Après l'émoi, le retour à la raison. Huit personnes ont été condamnées jeudi à de la prison avec sursis ou du travail d'intérêt général pour leur rôle, modeste, dans le saccage très médiatisé de l'Arc de Triomphe pendant une manifestation de gilets jaunes en 2018. Tous ont été reconnus coupables d'être entrés par effraction dans le monument historique, pris d'assaut par des protestataires pendant l'acte 3 de leur mouvement.
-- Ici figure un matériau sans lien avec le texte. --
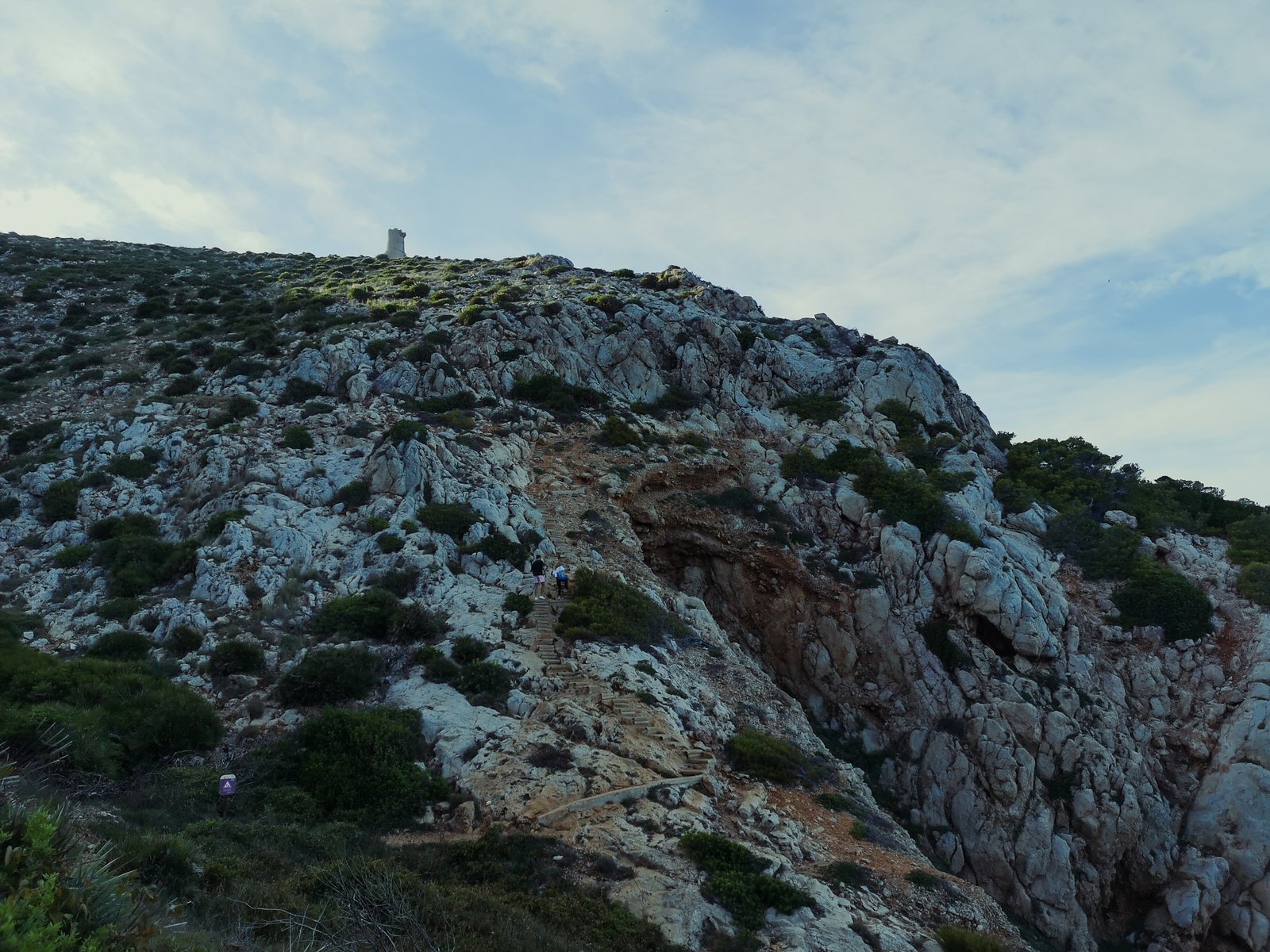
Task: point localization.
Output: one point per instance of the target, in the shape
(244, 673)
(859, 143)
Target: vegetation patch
(452, 520)
(552, 393)
(768, 758)
(1157, 594)
(605, 607)
(328, 676)
(737, 880)
(114, 717)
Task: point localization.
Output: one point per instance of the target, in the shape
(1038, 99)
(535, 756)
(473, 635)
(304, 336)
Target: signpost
(226, 787)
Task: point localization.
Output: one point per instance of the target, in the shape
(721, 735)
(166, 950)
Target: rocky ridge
(1099, 784)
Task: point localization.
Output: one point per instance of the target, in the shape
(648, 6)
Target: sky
(1064, 203)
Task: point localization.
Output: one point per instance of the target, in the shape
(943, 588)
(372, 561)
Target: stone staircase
(629, 711)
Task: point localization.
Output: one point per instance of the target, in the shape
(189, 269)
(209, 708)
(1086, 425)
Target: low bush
(768, 757)
(216, 524)
(605, 607)
(298, 391)
(1102, 554)
(235, 657)
(818, 408)
(452, 520)
(137, 562)
(736, 880)
(298, 438)
(353, 495)
(954, 939)
(935, 634)
(116, 717)
(484, 678)
(61, 501)
(130, 467)
(182, 640)
(70, 556)
(1157, 594)
(365, 763)
(550, 393)
(121, 645)
(924, 879)
(616, 433)
(328, 676)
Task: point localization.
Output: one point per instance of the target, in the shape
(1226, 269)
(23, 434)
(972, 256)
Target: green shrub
(25, 437)
(1103, 554)
(61, 501)
(484, 678)
(452, 520)
(121, 645)
(114, 716)
(298, 391)
(353, 495)
(605, 607)
(440, 668)
(468, 649)
(1250, 539)
(837, 803)
(328, 676)
(1254, 583)
(235, 657)
(518, 602)
(935, 634)
(908, 422)
(70, 556)
(378, 616)
(768, 757)
(550, 393)
(217, 524)
(241, 406)
(365, 763)
(818, 408)
(130, 467)
(1156, 594)
(182, 640)
(616, 433)
(298, 438)
(736, 880)
(118, 609)
(954, 939)
(137, 562)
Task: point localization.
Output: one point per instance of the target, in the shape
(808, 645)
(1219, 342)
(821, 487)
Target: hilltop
(842, 666)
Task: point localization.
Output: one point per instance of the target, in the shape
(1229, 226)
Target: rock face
(1098, 785)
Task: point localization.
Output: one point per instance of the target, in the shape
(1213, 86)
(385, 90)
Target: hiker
(539, 569)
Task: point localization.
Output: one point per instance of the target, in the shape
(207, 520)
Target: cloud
(50, 209)
(543, 41)
(182, 209)
(1198, 416)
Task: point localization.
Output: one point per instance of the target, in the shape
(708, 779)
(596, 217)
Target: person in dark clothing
(539, 570)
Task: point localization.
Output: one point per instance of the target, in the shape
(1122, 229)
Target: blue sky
(1064, 205)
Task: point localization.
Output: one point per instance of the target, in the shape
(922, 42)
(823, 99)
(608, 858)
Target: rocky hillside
(905, 676)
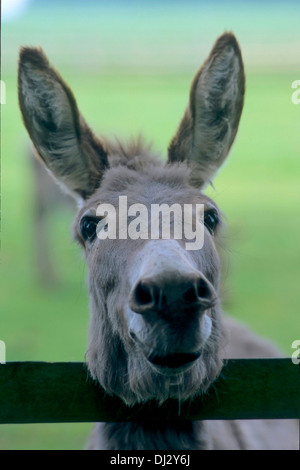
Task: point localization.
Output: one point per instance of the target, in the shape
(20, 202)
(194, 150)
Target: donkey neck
(151, 435)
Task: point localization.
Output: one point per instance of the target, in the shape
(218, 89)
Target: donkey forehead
(156, 186)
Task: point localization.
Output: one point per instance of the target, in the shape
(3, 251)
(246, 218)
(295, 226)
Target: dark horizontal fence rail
(40, 392)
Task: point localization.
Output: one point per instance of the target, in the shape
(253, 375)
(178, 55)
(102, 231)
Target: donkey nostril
(203, 290)
(143, 294)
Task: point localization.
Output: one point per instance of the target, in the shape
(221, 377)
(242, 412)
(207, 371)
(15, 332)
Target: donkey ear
(60, 135)
(211, 120)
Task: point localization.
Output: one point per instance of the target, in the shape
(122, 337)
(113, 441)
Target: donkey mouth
(174, 361)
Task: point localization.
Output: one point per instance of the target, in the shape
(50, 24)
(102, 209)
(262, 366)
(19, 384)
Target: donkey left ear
(63, 140)
(211, 120)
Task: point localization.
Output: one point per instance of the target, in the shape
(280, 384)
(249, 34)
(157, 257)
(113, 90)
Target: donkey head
(155, 329)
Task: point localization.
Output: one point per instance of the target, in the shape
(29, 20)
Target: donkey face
(155, 329)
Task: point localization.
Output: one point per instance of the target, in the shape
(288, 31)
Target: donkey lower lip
(174, 361)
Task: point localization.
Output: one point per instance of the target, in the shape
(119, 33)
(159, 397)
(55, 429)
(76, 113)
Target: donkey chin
(174, 361)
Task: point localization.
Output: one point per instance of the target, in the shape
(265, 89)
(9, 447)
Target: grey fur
(129, 350)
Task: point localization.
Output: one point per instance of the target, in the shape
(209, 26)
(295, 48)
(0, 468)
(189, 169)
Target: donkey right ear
(211, 120)
(65, 143)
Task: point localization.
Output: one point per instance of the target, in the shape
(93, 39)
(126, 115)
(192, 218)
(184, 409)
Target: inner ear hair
(210, 123)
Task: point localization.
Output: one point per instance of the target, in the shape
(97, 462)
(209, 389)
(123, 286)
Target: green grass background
(130, 65)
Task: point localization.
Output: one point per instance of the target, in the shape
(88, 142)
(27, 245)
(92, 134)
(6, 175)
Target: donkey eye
(211, 220)
(88, 228)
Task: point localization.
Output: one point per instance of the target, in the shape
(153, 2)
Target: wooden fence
(40, 392)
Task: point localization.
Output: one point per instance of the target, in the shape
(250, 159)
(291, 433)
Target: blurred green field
(258, 189)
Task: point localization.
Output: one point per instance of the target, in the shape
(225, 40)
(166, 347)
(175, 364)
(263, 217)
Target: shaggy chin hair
(121, 370)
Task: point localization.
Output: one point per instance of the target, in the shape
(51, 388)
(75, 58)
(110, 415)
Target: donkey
(157, 330)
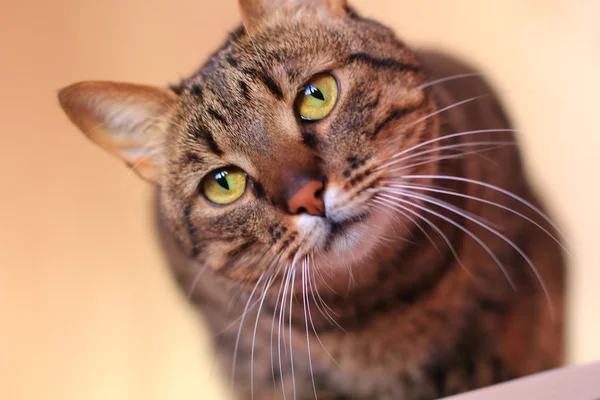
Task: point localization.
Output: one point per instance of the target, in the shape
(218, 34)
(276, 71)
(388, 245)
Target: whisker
(446, 137)
(486, 202)
(493, 187)
(264, 295)
(448, 147)
(293, 272)
(449, 78)
(313, 325)
(465, 230)
(306, 306)
(500, 235)
(237, 340)
(438, 231)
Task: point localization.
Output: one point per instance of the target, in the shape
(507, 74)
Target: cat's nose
(308, 199)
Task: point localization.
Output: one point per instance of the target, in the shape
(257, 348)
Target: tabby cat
(350, 216)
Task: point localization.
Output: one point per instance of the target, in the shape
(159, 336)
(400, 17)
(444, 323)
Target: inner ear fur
(128, 120)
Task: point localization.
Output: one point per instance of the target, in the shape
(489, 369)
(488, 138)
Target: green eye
(224, 186)
(318, 98)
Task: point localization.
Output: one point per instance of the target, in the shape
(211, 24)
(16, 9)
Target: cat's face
(269, 155)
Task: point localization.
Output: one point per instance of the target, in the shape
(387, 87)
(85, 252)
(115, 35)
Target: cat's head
(269, 154)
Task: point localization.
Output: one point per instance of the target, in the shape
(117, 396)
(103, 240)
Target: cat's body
(366, 289)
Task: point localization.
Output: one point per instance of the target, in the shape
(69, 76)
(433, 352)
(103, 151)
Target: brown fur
(414, 317)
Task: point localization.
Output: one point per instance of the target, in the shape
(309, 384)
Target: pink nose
(308, 199)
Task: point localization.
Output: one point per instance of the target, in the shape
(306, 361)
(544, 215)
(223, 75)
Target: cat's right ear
(128, 120)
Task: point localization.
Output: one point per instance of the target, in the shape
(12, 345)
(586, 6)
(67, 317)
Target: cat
(350, 216)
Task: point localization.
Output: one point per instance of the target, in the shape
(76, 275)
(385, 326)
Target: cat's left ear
(127, 120)
(255, 12)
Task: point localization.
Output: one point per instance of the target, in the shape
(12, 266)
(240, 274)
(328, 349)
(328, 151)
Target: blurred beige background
(87, 307)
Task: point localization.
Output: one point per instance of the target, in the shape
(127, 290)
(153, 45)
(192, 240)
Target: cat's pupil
(222, 180)
(314, 92)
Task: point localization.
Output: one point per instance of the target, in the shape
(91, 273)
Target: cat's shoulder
(454, 80)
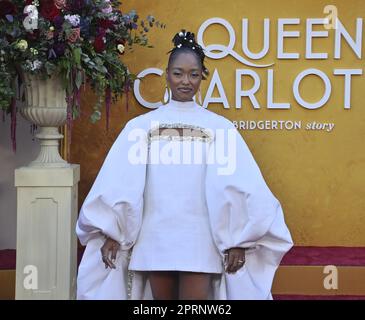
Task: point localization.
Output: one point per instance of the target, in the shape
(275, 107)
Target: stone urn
(46, 106)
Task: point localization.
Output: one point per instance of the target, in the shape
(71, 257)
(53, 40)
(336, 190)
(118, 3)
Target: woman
(194, 228)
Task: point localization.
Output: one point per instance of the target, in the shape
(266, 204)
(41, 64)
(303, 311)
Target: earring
(200, 97)
(166, 97)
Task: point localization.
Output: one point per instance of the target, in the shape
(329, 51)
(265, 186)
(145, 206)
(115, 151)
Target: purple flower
(59, 49)
(77, 5)
(58, 21)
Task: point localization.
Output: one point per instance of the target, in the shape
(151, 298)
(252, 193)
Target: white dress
(180, 216)
(175, 232)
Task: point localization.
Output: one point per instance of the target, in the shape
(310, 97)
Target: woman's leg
(164, 284)
(194, 285)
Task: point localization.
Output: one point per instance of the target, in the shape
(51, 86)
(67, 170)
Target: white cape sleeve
(113, 207)
(244, 213)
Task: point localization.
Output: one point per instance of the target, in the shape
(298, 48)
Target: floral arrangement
(80, 40)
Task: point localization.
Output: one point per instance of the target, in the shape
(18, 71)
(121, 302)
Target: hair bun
(185, 39)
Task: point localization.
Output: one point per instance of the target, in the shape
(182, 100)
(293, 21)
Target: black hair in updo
(184, 41)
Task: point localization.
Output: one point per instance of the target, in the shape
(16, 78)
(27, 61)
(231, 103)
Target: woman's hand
(109, 252)
(234, 259)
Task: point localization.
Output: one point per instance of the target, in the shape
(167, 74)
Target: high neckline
(182, 105)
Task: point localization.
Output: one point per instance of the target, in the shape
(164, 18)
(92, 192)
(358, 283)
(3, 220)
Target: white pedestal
(46, 256)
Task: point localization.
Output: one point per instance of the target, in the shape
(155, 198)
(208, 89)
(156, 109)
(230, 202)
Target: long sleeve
(113, 207)
(114, 204)
(244, 213)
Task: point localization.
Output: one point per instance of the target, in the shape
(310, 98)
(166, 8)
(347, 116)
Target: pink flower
(60, 4)
(74, 35)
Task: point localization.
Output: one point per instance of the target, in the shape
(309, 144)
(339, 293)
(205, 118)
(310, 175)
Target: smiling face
(184, 75)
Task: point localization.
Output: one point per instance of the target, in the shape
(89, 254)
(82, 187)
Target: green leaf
(77, 55)
(78, 80)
Les principaux responsables des scènes apocalyptiques décrites par le tribunal pendant l'audience n'ont jamais été identifiés. Plutôt qu'une amende, "symboliquement" et "par rapport à ce qu'il s'est passé", "le travail d'intérêt général nous paraissait bien", a dit la présidente Sonia Lumbroso aux prévenus alignés debout face à elle. Ceux qui ont commis des dégradations ont écopé de peines de prison avec sursis - la plus lourde de huit mois avec sursis pour le jeune homme, 18 ans à l'époque, filmé en train de tenter de fracasser une porte à coups d'extincteur. Ceux qui ont volé dans le monument des cartes postales, des Tour Eiffel ou des Arc de Triomphe miniatures devront eux s'acquitter d'une amende de 100 euros. Tous devront effectuer 70 heures de travaux d'intérêt général. Pendant les trois jours d'audience, avec patience et pédagogie, la présidente - une ancienne juge pour enfants - avait tenté de faire comprendre aux prévenus que l'Arc de Triomphe n'était "pas n'importe quel local".Un monument "historique", "symbolique", "national". Partout dans le monde on sait que c'est Paris, avait-elle dit à ces jeunes pour la plupart sans histoire et originaires de toute la France.